Thanks for your time.


----------



## ClubMan (31 Oct 2006)

Might be worth contacting some or all of the following:

Social Welfare
Europe Direct

Not sure if the  might be relevant here


----------



## CMCR (31 Oct 2006)

*It is not possible* to apply for a PPS on behalf of someone else, the Polish person needs to apply for themselves and in order to do so, they must supply certain information. That is, various documentation proving their identity and residence in Ireland. The local social welfare office can give further information on how to apply and the various documents required. 

It is not up to an employer to _Register_ anyone for a PPS, an employee is obliged to hold a PPS Number and to supply it to an employer when commencing work. The fact that this person was employed without a PPS Number probably indicates to me that they were probably not registered as an employee so social insurance may not have been deducted from their pay. Either way, this person should apply for a PPS Number to their local social welfare office if they intend to remain here in Ireland. 

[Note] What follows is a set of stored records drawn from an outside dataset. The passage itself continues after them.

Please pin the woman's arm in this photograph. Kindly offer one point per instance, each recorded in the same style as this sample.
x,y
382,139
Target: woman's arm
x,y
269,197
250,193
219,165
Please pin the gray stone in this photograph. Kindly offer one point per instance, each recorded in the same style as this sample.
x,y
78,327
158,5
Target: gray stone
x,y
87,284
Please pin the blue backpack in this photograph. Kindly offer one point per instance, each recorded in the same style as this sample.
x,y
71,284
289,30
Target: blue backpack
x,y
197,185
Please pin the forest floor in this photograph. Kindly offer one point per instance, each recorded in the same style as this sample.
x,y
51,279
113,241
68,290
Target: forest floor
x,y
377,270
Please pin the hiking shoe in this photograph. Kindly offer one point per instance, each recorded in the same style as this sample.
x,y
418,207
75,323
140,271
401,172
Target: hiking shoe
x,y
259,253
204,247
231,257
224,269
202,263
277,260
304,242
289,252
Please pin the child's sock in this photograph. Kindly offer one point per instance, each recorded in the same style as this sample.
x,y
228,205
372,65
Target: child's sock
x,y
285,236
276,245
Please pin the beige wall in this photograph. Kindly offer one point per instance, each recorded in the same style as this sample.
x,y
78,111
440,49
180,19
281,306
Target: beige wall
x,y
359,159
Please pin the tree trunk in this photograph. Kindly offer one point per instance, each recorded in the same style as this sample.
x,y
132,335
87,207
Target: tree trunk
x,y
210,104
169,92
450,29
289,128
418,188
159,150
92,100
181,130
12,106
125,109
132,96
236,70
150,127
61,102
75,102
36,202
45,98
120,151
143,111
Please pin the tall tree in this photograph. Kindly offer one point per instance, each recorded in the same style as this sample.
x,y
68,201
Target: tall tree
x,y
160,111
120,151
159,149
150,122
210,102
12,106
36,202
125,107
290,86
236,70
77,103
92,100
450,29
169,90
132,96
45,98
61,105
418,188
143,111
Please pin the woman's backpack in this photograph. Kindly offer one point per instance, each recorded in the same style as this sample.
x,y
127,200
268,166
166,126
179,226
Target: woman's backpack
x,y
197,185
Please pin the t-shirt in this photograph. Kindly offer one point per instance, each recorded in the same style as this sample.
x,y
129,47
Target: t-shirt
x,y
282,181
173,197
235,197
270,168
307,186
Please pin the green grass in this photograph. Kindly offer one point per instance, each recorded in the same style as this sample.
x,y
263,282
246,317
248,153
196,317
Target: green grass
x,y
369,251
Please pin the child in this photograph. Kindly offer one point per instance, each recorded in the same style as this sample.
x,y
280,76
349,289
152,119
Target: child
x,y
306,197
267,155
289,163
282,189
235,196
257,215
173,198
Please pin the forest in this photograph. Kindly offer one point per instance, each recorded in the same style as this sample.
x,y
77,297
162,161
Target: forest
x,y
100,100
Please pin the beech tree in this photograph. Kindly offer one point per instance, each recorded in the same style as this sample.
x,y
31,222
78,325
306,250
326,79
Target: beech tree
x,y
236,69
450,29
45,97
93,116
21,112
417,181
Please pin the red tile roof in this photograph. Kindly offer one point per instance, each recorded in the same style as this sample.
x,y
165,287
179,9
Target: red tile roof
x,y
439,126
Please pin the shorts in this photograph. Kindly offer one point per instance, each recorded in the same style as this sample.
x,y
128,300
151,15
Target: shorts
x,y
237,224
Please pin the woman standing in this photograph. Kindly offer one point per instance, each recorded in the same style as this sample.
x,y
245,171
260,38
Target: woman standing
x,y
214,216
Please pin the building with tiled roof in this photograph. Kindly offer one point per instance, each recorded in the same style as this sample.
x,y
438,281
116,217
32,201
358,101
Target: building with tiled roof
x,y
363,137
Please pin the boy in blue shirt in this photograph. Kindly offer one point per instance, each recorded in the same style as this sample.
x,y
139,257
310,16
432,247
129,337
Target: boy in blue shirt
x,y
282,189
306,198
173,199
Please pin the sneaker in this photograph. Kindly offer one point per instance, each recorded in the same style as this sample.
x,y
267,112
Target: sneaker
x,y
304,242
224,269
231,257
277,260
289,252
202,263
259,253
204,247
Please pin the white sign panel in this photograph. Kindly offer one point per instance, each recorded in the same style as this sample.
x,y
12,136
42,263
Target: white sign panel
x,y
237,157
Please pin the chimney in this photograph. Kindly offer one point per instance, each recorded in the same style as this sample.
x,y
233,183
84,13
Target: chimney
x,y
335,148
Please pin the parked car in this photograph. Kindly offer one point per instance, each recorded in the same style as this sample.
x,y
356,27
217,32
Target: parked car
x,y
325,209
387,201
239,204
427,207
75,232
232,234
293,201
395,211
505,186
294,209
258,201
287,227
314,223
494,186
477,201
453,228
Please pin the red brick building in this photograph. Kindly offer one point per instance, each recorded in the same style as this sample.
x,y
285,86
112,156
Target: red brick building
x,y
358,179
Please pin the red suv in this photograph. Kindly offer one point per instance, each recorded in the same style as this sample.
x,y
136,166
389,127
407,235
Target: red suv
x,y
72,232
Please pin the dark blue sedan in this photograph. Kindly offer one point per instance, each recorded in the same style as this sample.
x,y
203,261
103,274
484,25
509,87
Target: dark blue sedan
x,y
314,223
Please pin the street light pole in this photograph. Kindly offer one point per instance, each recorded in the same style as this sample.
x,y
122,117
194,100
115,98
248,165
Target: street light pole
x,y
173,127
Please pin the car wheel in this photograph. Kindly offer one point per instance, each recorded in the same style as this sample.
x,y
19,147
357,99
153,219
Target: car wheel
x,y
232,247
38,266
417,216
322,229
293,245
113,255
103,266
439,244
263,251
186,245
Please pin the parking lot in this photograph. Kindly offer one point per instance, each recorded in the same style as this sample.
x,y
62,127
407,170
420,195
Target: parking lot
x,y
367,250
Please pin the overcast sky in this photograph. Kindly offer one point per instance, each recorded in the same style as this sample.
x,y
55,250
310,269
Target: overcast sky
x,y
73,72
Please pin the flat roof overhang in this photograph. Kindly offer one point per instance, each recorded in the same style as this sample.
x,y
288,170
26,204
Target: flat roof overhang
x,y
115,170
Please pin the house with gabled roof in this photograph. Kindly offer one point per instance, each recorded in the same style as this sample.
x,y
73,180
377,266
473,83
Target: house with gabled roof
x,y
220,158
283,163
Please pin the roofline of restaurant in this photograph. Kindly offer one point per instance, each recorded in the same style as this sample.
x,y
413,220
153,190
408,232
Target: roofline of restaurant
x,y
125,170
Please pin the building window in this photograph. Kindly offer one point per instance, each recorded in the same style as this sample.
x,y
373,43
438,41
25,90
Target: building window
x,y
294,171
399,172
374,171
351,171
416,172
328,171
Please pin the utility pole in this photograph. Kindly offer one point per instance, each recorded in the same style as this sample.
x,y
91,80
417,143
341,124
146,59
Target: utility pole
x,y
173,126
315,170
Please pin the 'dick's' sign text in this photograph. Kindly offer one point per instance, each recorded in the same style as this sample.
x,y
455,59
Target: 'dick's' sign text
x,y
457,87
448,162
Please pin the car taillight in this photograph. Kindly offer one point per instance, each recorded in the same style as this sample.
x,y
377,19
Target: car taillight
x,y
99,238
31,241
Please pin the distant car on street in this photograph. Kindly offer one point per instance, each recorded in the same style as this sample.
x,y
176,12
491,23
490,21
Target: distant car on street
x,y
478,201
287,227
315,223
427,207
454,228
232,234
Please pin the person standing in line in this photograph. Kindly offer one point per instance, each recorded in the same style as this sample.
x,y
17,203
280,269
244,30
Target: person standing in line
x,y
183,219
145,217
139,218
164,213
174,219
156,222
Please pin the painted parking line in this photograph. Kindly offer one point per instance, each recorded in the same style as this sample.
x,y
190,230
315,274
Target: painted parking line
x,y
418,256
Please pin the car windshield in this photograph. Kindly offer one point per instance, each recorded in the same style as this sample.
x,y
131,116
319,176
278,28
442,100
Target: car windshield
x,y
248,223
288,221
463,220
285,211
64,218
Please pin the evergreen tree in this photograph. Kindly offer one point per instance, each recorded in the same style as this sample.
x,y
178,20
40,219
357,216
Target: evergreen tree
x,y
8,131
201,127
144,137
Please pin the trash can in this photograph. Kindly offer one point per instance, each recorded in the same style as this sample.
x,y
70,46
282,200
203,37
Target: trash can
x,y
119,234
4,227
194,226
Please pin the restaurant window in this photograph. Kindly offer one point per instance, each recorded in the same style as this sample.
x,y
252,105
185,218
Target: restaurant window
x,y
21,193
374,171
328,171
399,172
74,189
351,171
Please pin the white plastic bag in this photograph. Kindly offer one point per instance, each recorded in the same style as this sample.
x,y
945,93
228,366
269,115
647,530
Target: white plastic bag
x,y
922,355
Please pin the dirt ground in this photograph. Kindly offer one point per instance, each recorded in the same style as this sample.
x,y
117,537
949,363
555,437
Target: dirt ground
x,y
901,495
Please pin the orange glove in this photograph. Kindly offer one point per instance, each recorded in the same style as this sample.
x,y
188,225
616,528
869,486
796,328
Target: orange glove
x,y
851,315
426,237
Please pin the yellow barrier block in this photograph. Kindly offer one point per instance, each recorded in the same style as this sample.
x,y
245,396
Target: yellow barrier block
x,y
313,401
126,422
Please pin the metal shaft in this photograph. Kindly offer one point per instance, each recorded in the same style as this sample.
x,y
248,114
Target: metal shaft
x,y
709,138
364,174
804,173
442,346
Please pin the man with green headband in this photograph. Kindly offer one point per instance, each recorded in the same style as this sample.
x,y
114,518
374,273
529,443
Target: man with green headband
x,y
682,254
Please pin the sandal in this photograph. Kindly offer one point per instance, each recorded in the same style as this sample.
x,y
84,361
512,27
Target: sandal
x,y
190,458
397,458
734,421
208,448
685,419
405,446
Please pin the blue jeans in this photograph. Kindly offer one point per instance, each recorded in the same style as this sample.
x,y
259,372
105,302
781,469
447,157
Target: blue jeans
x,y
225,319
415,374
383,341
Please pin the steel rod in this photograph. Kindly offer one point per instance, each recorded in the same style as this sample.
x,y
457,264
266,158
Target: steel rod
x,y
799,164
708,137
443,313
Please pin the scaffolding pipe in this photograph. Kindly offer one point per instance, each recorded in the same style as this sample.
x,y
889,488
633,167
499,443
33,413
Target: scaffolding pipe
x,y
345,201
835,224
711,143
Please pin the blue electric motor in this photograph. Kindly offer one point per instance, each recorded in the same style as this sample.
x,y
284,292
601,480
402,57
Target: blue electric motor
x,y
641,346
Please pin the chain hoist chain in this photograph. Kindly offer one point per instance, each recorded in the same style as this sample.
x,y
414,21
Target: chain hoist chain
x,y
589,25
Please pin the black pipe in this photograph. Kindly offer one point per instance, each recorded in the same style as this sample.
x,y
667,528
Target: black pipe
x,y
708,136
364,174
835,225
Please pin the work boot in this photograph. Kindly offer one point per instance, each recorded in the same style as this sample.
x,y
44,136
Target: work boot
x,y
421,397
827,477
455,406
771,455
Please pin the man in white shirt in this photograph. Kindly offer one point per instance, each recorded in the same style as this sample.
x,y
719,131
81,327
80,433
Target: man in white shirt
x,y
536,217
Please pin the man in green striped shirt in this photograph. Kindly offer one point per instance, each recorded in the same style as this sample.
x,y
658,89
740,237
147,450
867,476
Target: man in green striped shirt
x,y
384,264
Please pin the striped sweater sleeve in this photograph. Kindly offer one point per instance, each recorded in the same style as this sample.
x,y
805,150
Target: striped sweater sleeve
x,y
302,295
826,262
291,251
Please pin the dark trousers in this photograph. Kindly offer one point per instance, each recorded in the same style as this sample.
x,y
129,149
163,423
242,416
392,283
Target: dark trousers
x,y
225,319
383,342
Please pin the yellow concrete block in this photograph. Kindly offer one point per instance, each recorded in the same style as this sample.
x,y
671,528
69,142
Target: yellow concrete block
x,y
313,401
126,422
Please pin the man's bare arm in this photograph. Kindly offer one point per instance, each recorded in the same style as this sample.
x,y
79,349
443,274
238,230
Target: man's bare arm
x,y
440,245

The issue regarding the medical card is a different matter. Having a PPS number does not give anyone an automatic right to either a medical card or a GP Visit Card, but having a PPS Number is necessary in order to apply. 

On the basis of living here for 4 weeks, it is unclear as to whether or not this person would even qualify as _ordinarily resident_ for health services in Ireland as it appears from your post their wish/intention is to return home. If this person holds a Euroepan Health Insurance card _issued by the Polish authorities_, they can obtain necessary healthcare in Ireland. 

If this person requires urgent medical attention, they can either present their Polish European Health Insurance Card to a GP that accepts public patients (your Local Health Office can supply a list) or a public hospital. If they do not have a European Health Insurance Card it is likely they will have to pay the full cost of treatment (that is, the cost of a GP visit and any in-patient or out-patient hospital charges). 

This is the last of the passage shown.